Vazamento do 1º depoimento da delação de Mauro Cid convém para versão farsesca das cúpulas militares
Ilustração: Renato Aroeira (@arocartum)
Vazamento da delação do Mauro Cid é conveniente para versão farsesca das cúpulas militares
Antes de se analisar o conteúdo em si do vazamento do primeiro depoimento prestado pelo tenente-coronel do Exército Mauro Cid à PF em agosto de 2023 no contexto da delação premiada, é preciso se questionar a quem interessaria este vazamento.
E mais: a quem interessaria o vazamento justamente neste momento, se nos seus depoimentos posteriores o ex-ajudante de ordens e multi-delinquente confessou as omissões que vinha escondendo?
Quem, do restrito círculo que teve acesso ao conteúdo do depoimento, pode tê-lo repassado a Elio Gaspari, jornalista de fontes militares?
Afinal, a quem mais interessaria o vazamento daquele primeiro depoimento de Cid com informações falseadas e incompletas?
Ao STF, à PGR, à PF, ou ao Comando do Exército, ao STM, ao ministro da Defesa, à família Cid?
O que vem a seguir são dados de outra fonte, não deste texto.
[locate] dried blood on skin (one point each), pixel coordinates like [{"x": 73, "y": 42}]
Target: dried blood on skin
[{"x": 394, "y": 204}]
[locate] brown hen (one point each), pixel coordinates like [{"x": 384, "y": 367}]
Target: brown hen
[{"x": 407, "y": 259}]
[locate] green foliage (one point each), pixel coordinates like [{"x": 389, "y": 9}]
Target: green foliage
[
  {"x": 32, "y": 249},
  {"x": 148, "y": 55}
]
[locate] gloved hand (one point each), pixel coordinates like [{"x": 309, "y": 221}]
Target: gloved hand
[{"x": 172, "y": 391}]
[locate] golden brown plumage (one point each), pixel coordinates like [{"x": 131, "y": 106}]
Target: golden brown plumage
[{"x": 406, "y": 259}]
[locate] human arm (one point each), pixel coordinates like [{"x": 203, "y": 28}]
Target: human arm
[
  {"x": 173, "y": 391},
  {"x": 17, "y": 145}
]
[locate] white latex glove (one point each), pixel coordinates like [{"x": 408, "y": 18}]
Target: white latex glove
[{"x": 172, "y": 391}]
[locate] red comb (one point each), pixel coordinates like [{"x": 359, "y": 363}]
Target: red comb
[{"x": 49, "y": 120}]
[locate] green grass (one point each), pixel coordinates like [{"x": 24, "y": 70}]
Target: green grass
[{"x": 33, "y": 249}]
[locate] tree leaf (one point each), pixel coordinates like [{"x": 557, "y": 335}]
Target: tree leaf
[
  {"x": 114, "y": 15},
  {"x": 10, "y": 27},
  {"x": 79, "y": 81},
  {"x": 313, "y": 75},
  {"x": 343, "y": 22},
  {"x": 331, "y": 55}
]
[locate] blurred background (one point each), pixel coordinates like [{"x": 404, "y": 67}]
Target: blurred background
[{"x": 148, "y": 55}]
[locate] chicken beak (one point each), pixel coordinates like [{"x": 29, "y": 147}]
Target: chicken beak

A quem, afinal?
A delação de Mauro Cid, inesperada por se tratar de um integrante das Forças Especiais do Exército [kids pretos], cujo adestramento prepara-os para suportarem as piores vicissitudes, foi decidida depois de muita meditação que envolveu a própria família do tenente-coronel e o Alto Comando do Exército.
Na ocasião, os objetivos da cúpula militar com a delação de Mauro Cid eram, em síntese, [1] o de descartar Bolsonaro, responsabilizando-o inteiramente pela tentativa de golpe; e, correlato à incriminação de Bolsonaro, [2] construir a versão farsesca de heroísmo dos comandantes militares que “salvaram a democracia” da ofensiva extremista.
Proteger a carreira e o salário polpudo dele próprio, Mauro Cid, e do seu pai, general Lorena Cid, envolvido no esquema de venda nos EUA das jóias roubadas por Bolsonaro, também seriam benefícios obtidos com a delação.
A leitura hoje daquele primeiro depoimento, agora publicizado na íntegra pelas mãos de Gaspari, confirma a descrição acima.
Ele descarregou toda culpa naquilo que classificou como “grupo de radicais”, integrado pelo general Pazzuello, major Denicole, Michelle e Eduardo Bolsonaro, Valdemar da Costa Neto, senador gaúcho Heinze, do PP, Felipe Martins e por outros, que inclusive eram “a favor de um braço armado”.
Cid isentou de responsabilidades o grupo “formado por pessoas moderadas”, segundo ele.
As pessoas supostamente sensatas que “o então Presidente mais gostava de ouvir”, integrado pelo general Freire Gomes, Comandante do Exército, general Arruda, Comandante Militar do Planalto, general Theóphilo, chefe do Comando de Operações Terrestres, e pelo general Paulo Sérgio, então ministro da Defesa.
Neste primeiro depoimento agora revelado por Elio Gaspari, Cid escondeu fatos gravíssimos, como por exemplo o plano de assassinato de Lula, Alckmin e Alexandre Moraes planejado por integrantes das Forças Especiais do Exército.
Diante das omissões e mentiras do Mauro Cid, o STF então o convocou para prestar novos depoimentos à PF, sob pena de perder os benefícios do acordo de delação.
Tais atentados planejados e executados com a mão militar, além de outros episódios que implicam diretamente altos oficiais da reserva e da ativa das Forças Armadas no golpe, principalmente do Exército, só se tornaram conhecidos graças ao avanço das investigações da PF.
É em razão disso que criminosos citados por Mauro Cid como pertencentes ao grupo de “pessoas moderadas” –os generais Theóphilo e Paulo Sérgio, por exemplo–, foram denunciados à PGR por envolvimento central na trama golpista.
Cid foi então obrigado a revelar todos os fatos testemunhados por ele, escondidos para proteger a “família militar” e os altos mandos militares envolvidos no empreendimento golpista.
O primeiro depoimento de Mauro Cid no processo de delação é uma peça extemporânea, já desmontada pela PF em relação à farsa pretendida para livrar a cara das cúpulas fardadas no golpe.
Por enquanto, 25 altos oficiais, muitos generais e ex-comandantes do Exército e da Marinha, aguardam denúncia da Procuradoria da República e severa condenação pela Suprema Corte.
Por isso, a pergunta fundamental que se coloca é: a quem interessa recolocar na ordem do dia a versão inicial do tenente-coronel Mauro Cid, e que já foi superada por outros esclarecimentos posteriores dados por ele mesmo à justiça e à polícia?